#' Morisita-Based Filter for Regression Problems
#'
#' Executes the MBFR algorithm for supervised feature selection.
#'
#' @usage MBFR(XY, scaleQ, m=2, C=NULL)
#' @param XY A \eqn{N \times E}{N x E} \code{matrix}, \code{data.frame} or \code{data.table}
#' where \eqn{N} is the number of data points, \eqn{E} is the number of variables (i.e. the input
#' variables also called "features" + the output variable). The last column contains the
#' values of the output variable.
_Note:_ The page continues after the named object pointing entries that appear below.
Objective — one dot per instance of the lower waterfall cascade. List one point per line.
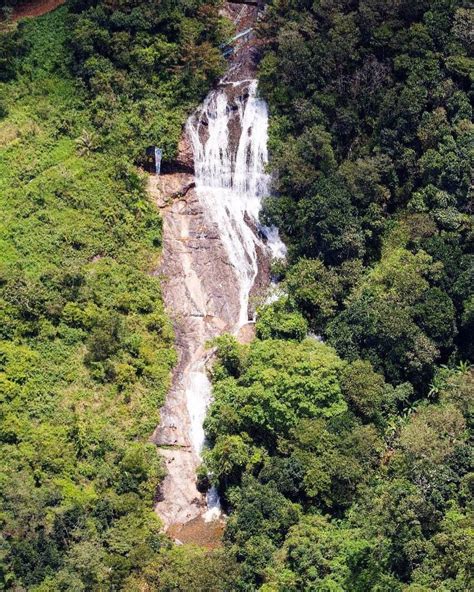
(231, 186)
(216, 258)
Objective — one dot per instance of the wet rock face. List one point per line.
(201, 295)
(202, 292)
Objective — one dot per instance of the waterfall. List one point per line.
(229, 136)
(231, 179)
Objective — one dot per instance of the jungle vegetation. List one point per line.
(341, 438)
(85, 347)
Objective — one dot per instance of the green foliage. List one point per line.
(144, 68)
(86, 349)
(371, 137)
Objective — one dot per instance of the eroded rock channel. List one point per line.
(215, 257)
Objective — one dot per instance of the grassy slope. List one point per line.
(85, 350)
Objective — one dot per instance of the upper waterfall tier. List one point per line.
(229, 135)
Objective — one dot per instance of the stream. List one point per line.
(216, 258)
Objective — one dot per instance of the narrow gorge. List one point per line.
(215, 260)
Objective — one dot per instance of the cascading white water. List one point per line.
(231, 182)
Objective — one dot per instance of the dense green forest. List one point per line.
(85, 348)
(346, 465)
(341, 437)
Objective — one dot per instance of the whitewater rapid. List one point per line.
(216, 258)
(231, 183)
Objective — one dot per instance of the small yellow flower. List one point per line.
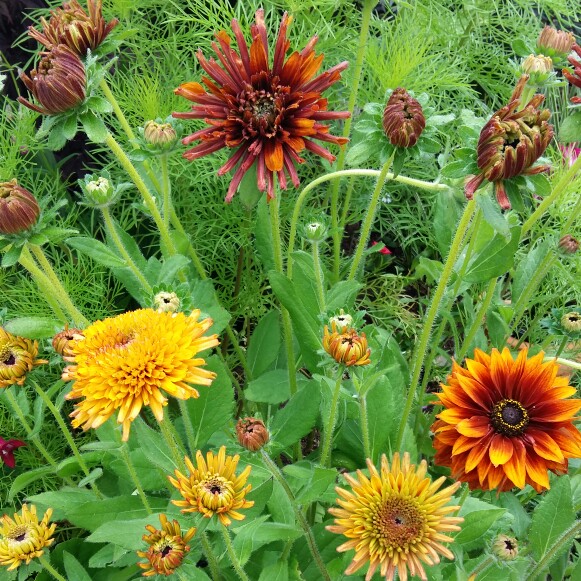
(17, 358)
(213, 487)
(347, 347)
(167, 548)
(395, 519)
(22, 538)
(123, 363)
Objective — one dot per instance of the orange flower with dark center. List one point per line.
(267, 112)
(507, 422)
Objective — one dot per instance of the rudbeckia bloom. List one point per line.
(510, 142)
(17, 358)
(507, 422)
(394, 519)
(212, 487)
(167, 548)
(123, 363)
(267, 111)
(22, 538)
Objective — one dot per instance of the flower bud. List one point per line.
(58, 83)
(162, 135)
(403, 119)
(555, 43)
(252, 433)
(165, 302)
(568, 244)
(505, 548)
(73, 27)
(347, 347)
(538, 67)
(19, 209)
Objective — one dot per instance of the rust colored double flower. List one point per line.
(509, 144)
(268, 112)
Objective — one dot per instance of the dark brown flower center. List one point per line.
(509, 417)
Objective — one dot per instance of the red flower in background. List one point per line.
(267, 112)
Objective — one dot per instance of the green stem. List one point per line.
(566, 538)
(46, 564)
(422, 345)
(135, 478)
(212, 560)
(274, 470)
(67, 434)
(232, 554)
(331, 423)
(42, 282)
(116, 109)
(60, 291)
(369, 217)
(339, 174)
(144, 191)
(112, 231)
(358, 69)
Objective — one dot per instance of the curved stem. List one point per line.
(422, 345)
(42, 282)
(232, 554)
(339, 174)
(112, 231)
(330, 427)
(358, 69)
(67, 434)
(274, 470)
(144, 191)
(369, 217)
(61, 293)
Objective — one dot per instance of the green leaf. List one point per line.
(552, 517)
(213, 409)
(96, 250)
(94, 127)
(271, 387)
(33, 327)
(264, 345)
(74, 569)
(298, 417)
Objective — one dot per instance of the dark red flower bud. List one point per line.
(18, 208)
(403, 119)
(58, 83)
(73, 27)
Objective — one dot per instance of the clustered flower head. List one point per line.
(510, 142)
(403, 119)
(73, 27)
(395, 519)
(17, 358)
(346, 346)
(506, 422)
(126, 362)
(23, 537)
(19, 209)
(212, 487)
(167, 548)
(58, 83)
(268, 110)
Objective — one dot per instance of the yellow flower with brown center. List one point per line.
(167, 548)
(506, 422)
(22, 537)
(347, 347)
(17, 358)
(213, 487)
(124, 363)
(395, 519)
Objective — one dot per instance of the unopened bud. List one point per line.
(252, 433)
(19, 209)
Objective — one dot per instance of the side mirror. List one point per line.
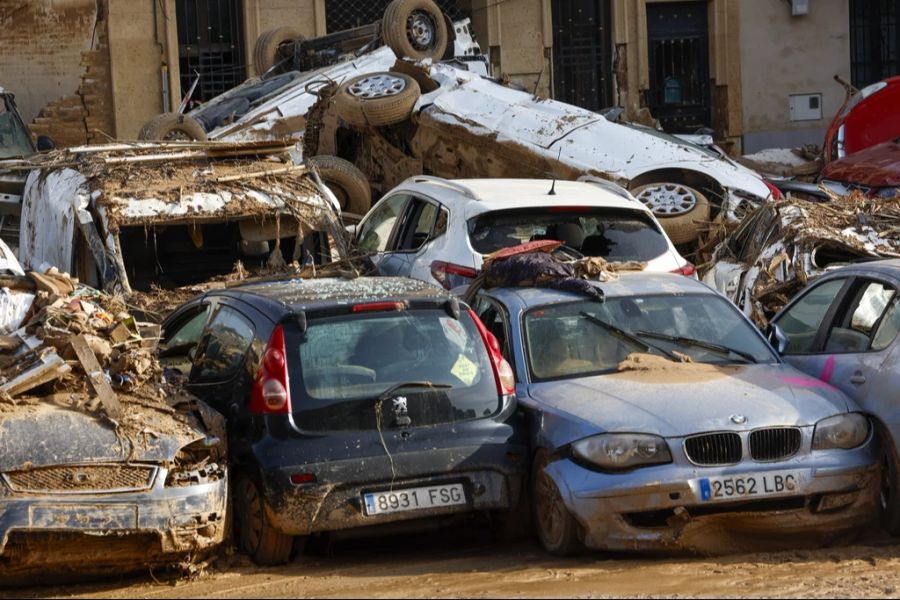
(44, 143)
(777, 338)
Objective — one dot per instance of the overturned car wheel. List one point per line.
(173, 127)
(255, 535)
(377, 99)
(265, 52)
(415, 29)
(682, 211)
(346, 182)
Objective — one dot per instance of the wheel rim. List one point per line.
(420, 30)
(668, 199)
(550, 515)
(253, 517)
(377, 86)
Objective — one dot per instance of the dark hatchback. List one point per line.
(352, 403)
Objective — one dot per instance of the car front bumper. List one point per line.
(662, 508)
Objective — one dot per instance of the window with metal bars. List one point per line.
(211, 45)
(874, 40)
(347, 14)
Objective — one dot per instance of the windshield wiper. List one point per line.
(624, 335)
(414, 384)
(685, 341)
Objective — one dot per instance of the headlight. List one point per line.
(841, 431)
(623, 450)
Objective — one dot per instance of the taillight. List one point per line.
(687, 269)
(271, 392)
(776, 193)
(450, 275)
(503, 373)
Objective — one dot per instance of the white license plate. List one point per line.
(433, 496)
(750, 485)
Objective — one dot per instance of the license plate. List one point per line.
(433, 496)
(750, 485)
And each variable (input + output) is rescaled to the
#' \eqn{[0,1]} interval by the function.
#' @param scaleQ A vector containing the values of \eqn{\ell^{-1}}{l^(-1)}
#' chosen by the user (see Details).
#' @param m The value of the parameter m (by default: \code{m=2}).
#' @param C The number of steps of the SFS procedure (by default: \code{C = E-1}).
#' @return A list of five elements:
#' \enumerate{
#' \item a vector containing the identifier numbers of the original features in the order
#' they are selected through the Sequential Forward Selection (SFS) search procedure.
#' \item the names of the corresponding features.
#' \item the corresponding values of \eqn{Diss}.
#' \item the ID estimate of the output variable.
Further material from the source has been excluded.